事件の全容としては、僕の仮定は大まかな所は合っていたらしい。
九紫一族を筆頭とする『永世中立』は、政府に管理されていた。九紫一族は、政府の駒として汚れ仕事を行う組織だったのだ。
必要悪。一言で言えばこれだ。何故、九紫一族が政府と手を組んでいたのかは定かではないが、長が亡き今はそれを知る術はない。
そして、九紫戌亥。
彼は、そんな一族を許せなかったらしい。
そして何よりもそれが妹逹の為というのだから、ある意味で微笑ましくもある。
九紫逹妹は、殺し屋一族に生まれながら『殺し』という行為をしてこなかったらしいのだ。『殺し』という行為を『殺す』側の人間だったらしい。

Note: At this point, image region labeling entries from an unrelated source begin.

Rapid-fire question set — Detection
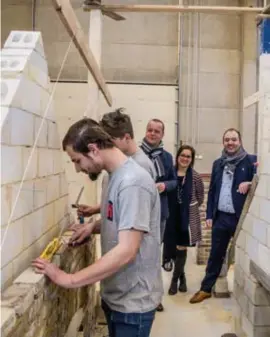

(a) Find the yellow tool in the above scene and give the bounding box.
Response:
[40,238,62,261]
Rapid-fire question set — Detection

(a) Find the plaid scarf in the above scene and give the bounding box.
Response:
[221,146,247,174]
[141,138,165,178]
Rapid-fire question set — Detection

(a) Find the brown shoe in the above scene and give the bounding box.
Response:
[189,290,212,304]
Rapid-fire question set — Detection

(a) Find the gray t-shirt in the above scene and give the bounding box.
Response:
[101,158,163,313]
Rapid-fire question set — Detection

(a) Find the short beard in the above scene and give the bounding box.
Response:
[88,173,100,181]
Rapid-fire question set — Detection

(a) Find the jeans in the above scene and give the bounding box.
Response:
[102,301,156,337]
[201,211,238,293]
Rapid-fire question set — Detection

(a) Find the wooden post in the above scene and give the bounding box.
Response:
[52,0,112,106]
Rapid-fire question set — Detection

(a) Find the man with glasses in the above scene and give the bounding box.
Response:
[190,128,256,304]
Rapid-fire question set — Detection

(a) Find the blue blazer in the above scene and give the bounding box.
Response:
[206,155,257,220]
[156,150,177,221]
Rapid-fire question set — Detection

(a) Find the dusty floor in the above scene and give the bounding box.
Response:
[95,249,236,337]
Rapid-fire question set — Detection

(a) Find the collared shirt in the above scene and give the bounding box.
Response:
[218,167,235,214]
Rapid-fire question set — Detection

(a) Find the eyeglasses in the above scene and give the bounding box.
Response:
[180,154,191,159]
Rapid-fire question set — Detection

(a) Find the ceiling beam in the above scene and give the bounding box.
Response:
[84,5,263,14]
[52,0,112,106]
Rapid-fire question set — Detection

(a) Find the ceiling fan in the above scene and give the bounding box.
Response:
[83,0,126,21]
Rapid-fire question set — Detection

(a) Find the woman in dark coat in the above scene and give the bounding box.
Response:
[163,145,204,295]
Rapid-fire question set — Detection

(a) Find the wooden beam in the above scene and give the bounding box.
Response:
[84,5,263,14]
[243,91,260,109]
[250,260,270,292]
[52,0,112,106]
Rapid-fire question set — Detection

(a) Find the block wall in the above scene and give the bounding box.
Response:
[1,31,69,288]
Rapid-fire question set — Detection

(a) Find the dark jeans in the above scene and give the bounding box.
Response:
[102,301,156,337]
[201,211,238,293]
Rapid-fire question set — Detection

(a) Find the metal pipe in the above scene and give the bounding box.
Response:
[84,5,263,14]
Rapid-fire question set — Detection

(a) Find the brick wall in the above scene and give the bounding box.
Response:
[234,20,270,337]
[197,174,211,264]
[1,233,96,337]
[1,32,69,288]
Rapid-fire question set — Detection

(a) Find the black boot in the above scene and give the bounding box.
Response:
[178,250,187,293]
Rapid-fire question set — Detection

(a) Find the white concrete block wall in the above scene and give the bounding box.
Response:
[1,32,70,287]
[234,20,270,337]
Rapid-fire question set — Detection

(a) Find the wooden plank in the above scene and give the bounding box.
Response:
[228,175,259,270]
[250,260,270,292]
[52,0,112,106]
[84,5,263,14]
[243,91,260,108]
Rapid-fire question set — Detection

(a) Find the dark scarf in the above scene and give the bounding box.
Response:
[141,138,165,178]
[221,146,247,174]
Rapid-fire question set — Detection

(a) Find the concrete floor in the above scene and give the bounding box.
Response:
[151,249,233,337]
[95,245,236,337]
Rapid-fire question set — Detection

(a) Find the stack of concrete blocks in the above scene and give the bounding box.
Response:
[196,174,211,264]
[234,19,270,337]
[1,232,96,337]
[1,31,69,288]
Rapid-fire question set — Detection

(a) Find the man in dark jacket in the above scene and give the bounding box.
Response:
[141,118,177,311]
[190,128,256,303]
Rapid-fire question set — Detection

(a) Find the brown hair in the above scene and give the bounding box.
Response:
[147,118,165,133]
[222,128,242,143]
[100,108,134,139]
[62,118,114,154]
[175,144,196,170]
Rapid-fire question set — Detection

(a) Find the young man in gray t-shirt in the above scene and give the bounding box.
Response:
[33,118,163,337]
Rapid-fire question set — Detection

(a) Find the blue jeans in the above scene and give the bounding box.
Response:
[201,211,238,293]
[102,301,156,337]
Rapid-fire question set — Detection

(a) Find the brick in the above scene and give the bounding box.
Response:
[255,243,270,275]
[1,219,23,266]
[34,178,47,209]
[11,181,34,220]
[260,199,270,223]
[248,302,270,326]
[1,307,16,337]
[4,31,45,58]
[46,174,60,203]
[48,121,60,149]
[1,145,23,185]
[34,117,48,147]
[38,149,53,178]
[22,147,38,180]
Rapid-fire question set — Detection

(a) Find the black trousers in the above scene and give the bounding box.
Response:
[201,211,238,293]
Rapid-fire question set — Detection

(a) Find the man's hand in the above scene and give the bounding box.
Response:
[156,183,166,193]
[69,223,95,246]
[205,219,213,229]
[77,205,100,217]
[32,258,72,288]
[237,181,251,194]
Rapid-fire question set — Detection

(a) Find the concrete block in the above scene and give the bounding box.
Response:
[4,31,45,59]
[1,48,48,89]
[38,149,53,178]
[260,198,270,223]
[23,208,45,248]
[34,179,47,209]
[248,302,270,326]
[1,219,23,266]
[46,174,60,203]
[1,145,23,184]
[245,278,270,306]
[246,234,259,262]
[22,147,38,180]
[252,218,270,245]
[1,263,13,291]
[1,185,11,226]
[11,181,34,220]
[35,117,48,147]
[10,109,34,146]
[254,243,270,275]
[48,121,60,149]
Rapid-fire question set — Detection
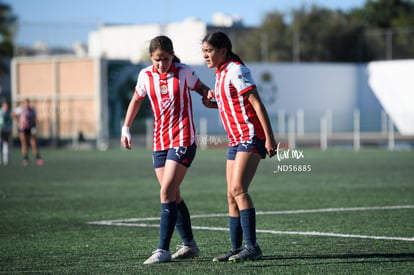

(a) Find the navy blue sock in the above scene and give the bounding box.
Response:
[158,201,177,250]
[175,201,194,245]
[229,216,243,250]
[240,208,256,247]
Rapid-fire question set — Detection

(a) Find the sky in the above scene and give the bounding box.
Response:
[0,0,366,46]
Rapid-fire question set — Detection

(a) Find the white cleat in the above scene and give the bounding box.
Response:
[172,240,200,260]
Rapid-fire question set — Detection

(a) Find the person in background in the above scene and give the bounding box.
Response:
[13,99,43,166]
[0,101,13,165]
[202,32,277,262]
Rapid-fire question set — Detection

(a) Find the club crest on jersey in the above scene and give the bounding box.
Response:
[237,73,251,85]
[161,85,168,95]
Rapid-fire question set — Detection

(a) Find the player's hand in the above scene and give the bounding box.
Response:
[121,126,131,150]
[265,138,278,157]
[202,97,217,109]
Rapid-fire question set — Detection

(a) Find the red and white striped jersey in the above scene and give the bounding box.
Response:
[215,61,265,146]
[135,63,199,151]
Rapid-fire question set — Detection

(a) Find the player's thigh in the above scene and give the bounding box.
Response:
[231,152,262,192]
[160,159,188,188]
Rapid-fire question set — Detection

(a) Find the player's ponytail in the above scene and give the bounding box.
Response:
[149,35,181,63]
[202,31,244,65]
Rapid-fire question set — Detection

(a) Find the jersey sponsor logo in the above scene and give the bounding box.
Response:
[161,85,168,95]
[161,97,171,110]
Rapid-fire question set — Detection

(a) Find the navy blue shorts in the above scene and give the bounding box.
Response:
[227,136,266,160]
[152,142,197,168]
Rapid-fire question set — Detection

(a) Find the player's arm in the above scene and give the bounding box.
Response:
[121,93,143,150]
[244,88,277,157]
[194,81,218,109]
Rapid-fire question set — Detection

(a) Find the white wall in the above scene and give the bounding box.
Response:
[193,63,381,136]
[88,19,207,64]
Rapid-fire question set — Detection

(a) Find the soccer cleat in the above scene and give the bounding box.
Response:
[213,248,242,262]
[144,248,171,264]
[229,245,263,263]
[36,158,43,166]
[172,240,200,260]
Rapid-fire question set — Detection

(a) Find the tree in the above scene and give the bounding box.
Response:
[0,2,17,57]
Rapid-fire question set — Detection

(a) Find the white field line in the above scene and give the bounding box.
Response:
[88,205,414,242]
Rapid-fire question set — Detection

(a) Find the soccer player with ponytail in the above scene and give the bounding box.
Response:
[202,32,277,262]
[121,36,211,264]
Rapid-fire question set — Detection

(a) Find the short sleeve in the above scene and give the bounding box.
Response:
[231,65,256,95]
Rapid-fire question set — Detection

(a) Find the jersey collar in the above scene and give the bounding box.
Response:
[216,59,232,73]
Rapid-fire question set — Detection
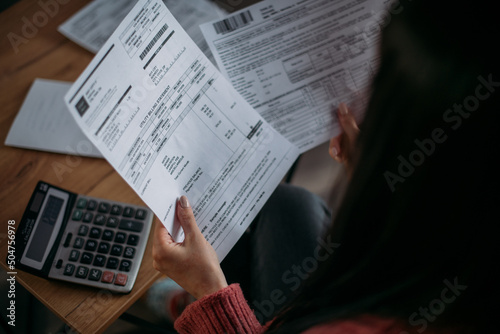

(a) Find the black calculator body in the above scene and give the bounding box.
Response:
[16,181,153,293]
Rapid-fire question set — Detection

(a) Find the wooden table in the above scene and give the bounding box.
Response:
[0,0,161,333]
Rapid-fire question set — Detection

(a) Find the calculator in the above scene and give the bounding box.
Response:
[16,181,153,293]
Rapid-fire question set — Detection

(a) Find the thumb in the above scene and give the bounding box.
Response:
[338,103,359,141]
[176,195,200,239]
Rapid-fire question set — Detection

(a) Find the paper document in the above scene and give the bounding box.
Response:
[201,0,385,152]
[58,0,225,61]
[65,0,298,260]
[5,79,101,157]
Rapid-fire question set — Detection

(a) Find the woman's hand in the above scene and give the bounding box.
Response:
[329,103,359,171]
[153,196,227,299]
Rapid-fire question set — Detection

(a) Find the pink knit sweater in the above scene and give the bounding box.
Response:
[174,284,466,334]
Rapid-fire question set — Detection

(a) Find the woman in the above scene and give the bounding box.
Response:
[153,0,500,334]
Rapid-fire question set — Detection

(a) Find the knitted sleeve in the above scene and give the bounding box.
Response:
[174,284,264,334]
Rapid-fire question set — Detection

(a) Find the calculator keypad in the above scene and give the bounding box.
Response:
[49,196,152,292]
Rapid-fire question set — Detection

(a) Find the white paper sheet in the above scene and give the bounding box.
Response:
[65,0,298,260]
[5,79,101,157]
[58,0,225,63]
[201,0,387,152]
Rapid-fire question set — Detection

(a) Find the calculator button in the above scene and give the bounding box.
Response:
[106,257,120,269]
[80,252,94,264]
[97,242,113,255]
[76,198,87,209]
[123,247,135,259]
[102,230,115,241]
[82,211,94,223]
[68,249,80,262]
[78,225,89,237]
[111,204,122,215]
[115,232,127,244]
[94,255,106,267]
[106,217,118,227]
[135,209,146,220]
[64,263,75,276]
[89,269,102,281]
[89,227,102,239]
[63,233,73,247]
[94,215,106,225]
[97,202,109,213]
[127,234,139,246]
[119,260,132,271]
[123,206,134,218]
[73,237,84,249]
[75,266,89,278]
[87,199,97,211]
[115,274,128,286]
[101,271,115,283]
[85,240,97,251]
[71,210,83,221]
[111,245,123,256]
[119,219,144,232]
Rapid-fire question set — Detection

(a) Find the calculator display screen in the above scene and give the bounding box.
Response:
[21,187,69,269]
[26,195,64,262]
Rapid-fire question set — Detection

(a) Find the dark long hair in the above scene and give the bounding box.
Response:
[269,0,500,333]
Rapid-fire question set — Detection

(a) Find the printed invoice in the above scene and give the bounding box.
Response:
[65,0,298,260]
[201,0,390,152]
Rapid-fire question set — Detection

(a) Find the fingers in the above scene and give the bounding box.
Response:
[154,220,174,243]
[328,134,342,162]
[338,102,359,140]
[176,195,201,239]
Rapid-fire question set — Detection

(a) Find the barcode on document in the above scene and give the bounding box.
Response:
[214,10,253,34]
[139,24,168,60]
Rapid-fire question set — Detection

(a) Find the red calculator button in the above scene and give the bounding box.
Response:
[101,271,115,283]
[115,274,128,286]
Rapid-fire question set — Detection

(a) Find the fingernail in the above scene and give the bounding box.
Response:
[179,195,189,208]
[331,147,339,157]
[339,103,349,115]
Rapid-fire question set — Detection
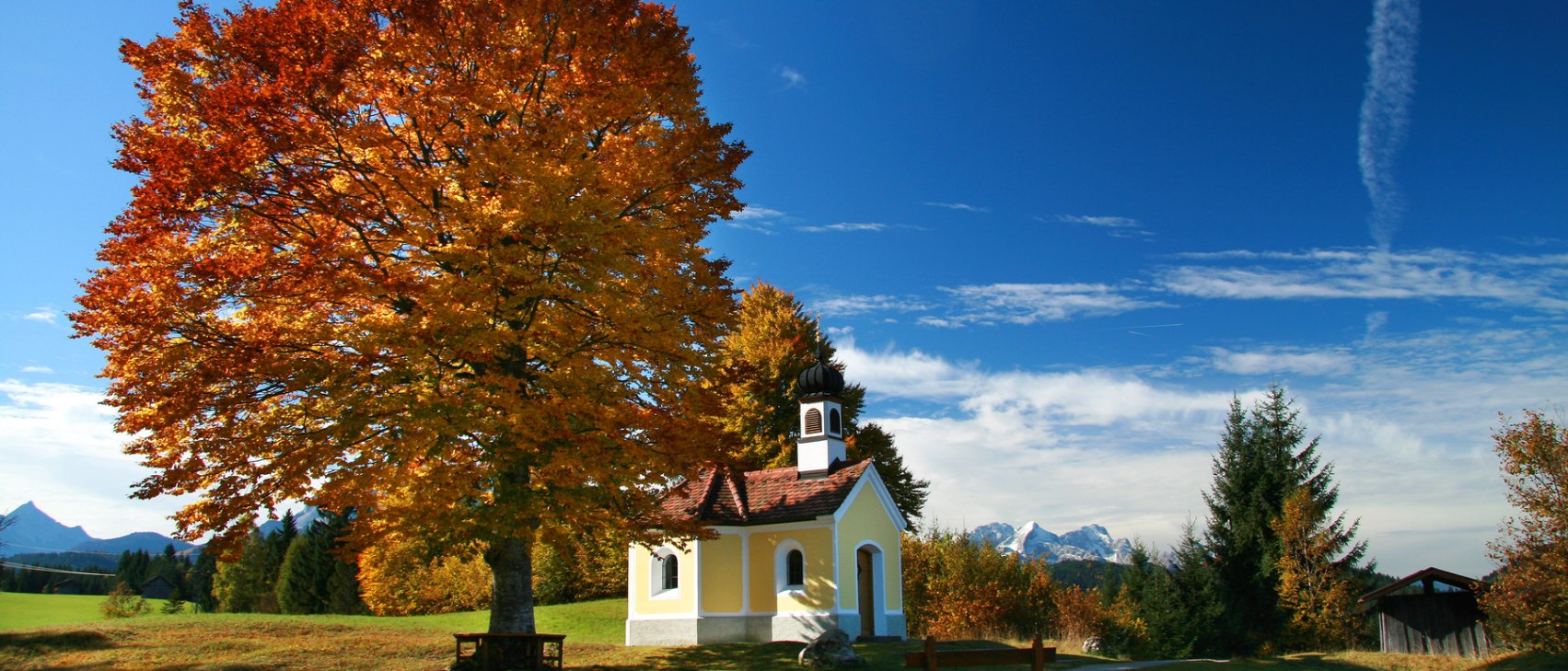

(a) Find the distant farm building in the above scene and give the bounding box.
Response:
[1361,568,1492,657]
[141,575,176,599]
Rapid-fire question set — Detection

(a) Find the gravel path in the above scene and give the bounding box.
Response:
[1073,660,1225,671]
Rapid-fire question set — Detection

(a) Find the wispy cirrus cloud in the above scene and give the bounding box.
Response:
[1055,214,1143,229]
[725,205,785,235]
[1154,249,1568,312]
[1356,0,1421,249]
[839,325,1542,573]
[774,66,807,89]
[921,283,1168,328]
[1209,346,1354,375]
[925,202,991,214]
[795,221,922,234]
[22,306,60,325]
[1053,214,1154,238]
[809,295,928,317]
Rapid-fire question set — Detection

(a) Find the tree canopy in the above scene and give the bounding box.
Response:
[1481,411,1568,653]
[1202,384,1365,653]
[714,281,930,524]
[72,0,748,631]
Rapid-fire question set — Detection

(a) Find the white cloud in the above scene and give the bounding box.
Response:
[725,205,785,235]
[1209,346,1354,375]
[795,223,894,234]
[0,379,190,538]
[810,295,926,317]
[1057,214,1143,229]
[839,325,1568,575]
[1156,249,1568,312]
[22,307,60,325]
[921,283,1168,326]
[1356,0,1421,251]
[776,66,807,89]
[925,202,991,214]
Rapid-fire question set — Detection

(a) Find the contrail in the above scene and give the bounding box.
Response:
[1360,0,1421,251]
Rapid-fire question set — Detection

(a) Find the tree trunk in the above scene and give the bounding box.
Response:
[484,533,538,633]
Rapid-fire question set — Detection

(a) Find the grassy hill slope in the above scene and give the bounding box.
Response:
[0,593,1568,671]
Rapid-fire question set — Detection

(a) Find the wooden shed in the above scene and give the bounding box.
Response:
[141,575,177,599]
[1361,568,1492,657]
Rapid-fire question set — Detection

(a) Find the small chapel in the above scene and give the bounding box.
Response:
[625,357,908,646]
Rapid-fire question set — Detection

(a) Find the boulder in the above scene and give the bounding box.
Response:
[1084,637,1106,655]
[800,629,865,668]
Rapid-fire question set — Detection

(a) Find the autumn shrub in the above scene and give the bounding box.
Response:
[533,530,629,605]
[359,535,491,615]
[99,584,152,619]
[903,530,1057,638]
[1481,411,1568,653]
[1051,586,1110,642]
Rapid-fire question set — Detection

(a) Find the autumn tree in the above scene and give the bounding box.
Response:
[1481,411,1568,653]
[715,281,865,470]
[1202,386,1365,654]
[72,0,747,631]
[715,281,930,522]
[1272,488,1361,651]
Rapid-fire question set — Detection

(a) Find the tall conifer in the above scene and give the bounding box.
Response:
[1202,384,1365,653]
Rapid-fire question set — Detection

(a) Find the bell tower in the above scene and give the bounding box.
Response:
[795,348,847,477]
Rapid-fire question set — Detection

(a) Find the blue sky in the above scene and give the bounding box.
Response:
[0,0,1568,575]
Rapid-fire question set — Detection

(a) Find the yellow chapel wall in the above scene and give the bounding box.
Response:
[748,526,837,613]
[698,533,745,613]
[625,544,696,616]
[839,483,903,611]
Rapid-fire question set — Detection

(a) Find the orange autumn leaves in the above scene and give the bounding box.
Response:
[72,0,747,567]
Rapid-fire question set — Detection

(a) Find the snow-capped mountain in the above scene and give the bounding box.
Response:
[969,522,1132,564]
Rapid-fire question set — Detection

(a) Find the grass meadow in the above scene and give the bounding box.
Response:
[0,593,1568,671]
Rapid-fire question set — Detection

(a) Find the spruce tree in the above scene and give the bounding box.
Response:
[1204,384,1365,654]
[273,522,332,615]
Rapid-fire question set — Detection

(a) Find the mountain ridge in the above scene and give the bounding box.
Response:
[969,520,1132,564]
[0,502,198,557]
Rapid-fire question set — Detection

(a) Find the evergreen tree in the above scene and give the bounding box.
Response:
[716,281,865,470]
[1171,522,1223,657]
[1204,384,1365,654]
[273,522,334,615]
[716,281,930,524]
[212,530,277,613]
[274,511,364,615]
[847,423,932,531]
[185,552,218,613]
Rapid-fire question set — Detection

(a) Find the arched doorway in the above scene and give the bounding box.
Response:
[854,542,888,638]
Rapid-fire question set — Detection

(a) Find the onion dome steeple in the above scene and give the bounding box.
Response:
[798,346,843,399]
[795,345,847,478]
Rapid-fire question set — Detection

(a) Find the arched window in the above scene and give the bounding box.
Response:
[647,546,680,599]
[805,408,821,436]
[773,538,806,596]
[658,553,680,589]
[784,550,806,586]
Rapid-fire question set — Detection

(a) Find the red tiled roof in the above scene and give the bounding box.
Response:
[663,459,872,526]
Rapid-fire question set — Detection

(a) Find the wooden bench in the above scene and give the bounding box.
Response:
[903,633,1057,671]
[451,633,566,671]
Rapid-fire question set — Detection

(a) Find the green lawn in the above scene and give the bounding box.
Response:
[0,593,1568,671]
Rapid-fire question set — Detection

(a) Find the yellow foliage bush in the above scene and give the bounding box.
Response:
[359,537,491,615]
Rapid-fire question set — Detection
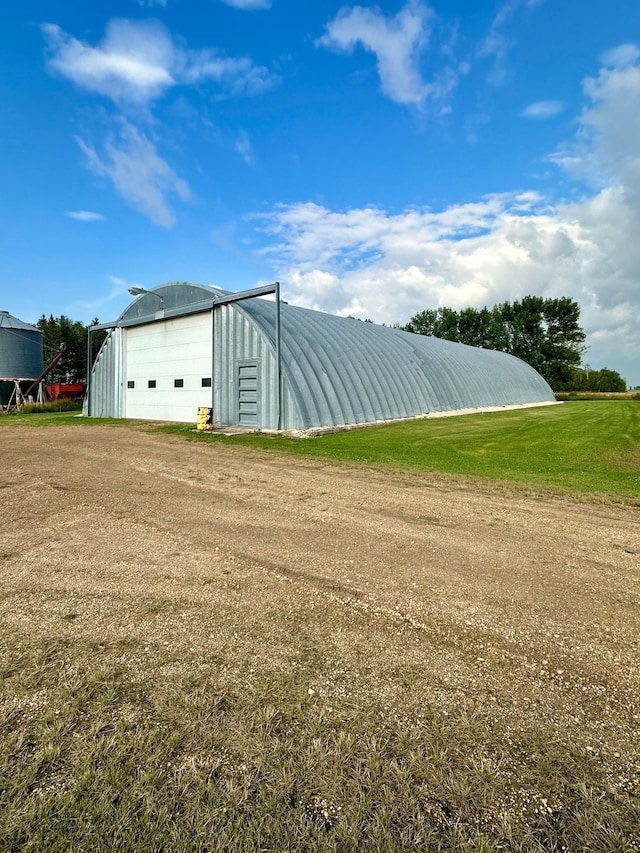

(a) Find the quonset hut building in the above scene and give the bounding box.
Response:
[85,282,555,431]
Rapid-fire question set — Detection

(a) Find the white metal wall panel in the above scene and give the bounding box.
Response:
[124,311,212,423]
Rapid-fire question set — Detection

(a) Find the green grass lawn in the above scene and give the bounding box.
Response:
[5,400,640,500]
[163,400,640,499]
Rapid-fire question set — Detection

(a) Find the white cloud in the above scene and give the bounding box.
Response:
[236,130,256,166]
[521,101,565,121]
[316,0,450,105]
[602,44,640,68]
[222,0,271,9]
[76,121,191,228]
[65,210,105,222]
[68,275,143,322]
[42,19,277,105]
[259,44,640,384]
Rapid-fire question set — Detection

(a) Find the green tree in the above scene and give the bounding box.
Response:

九紫戌亥は、そんな妹逹を解放してあげたいと昔から考えていたのだ。
それと今回の件が重なり、一族潰し、所謂クーデターに踏みきったらしいのだ。
そもそも、僕と戯贈が見た九紫の遺体は、賽ノ目さんとやらが作り出した偽物らしい。殺し屋が死んだ時は、警察に死因解剖やら何やらをさせないで、死を隠す、という殺し屋特有の盲点を突いたらしいのだ。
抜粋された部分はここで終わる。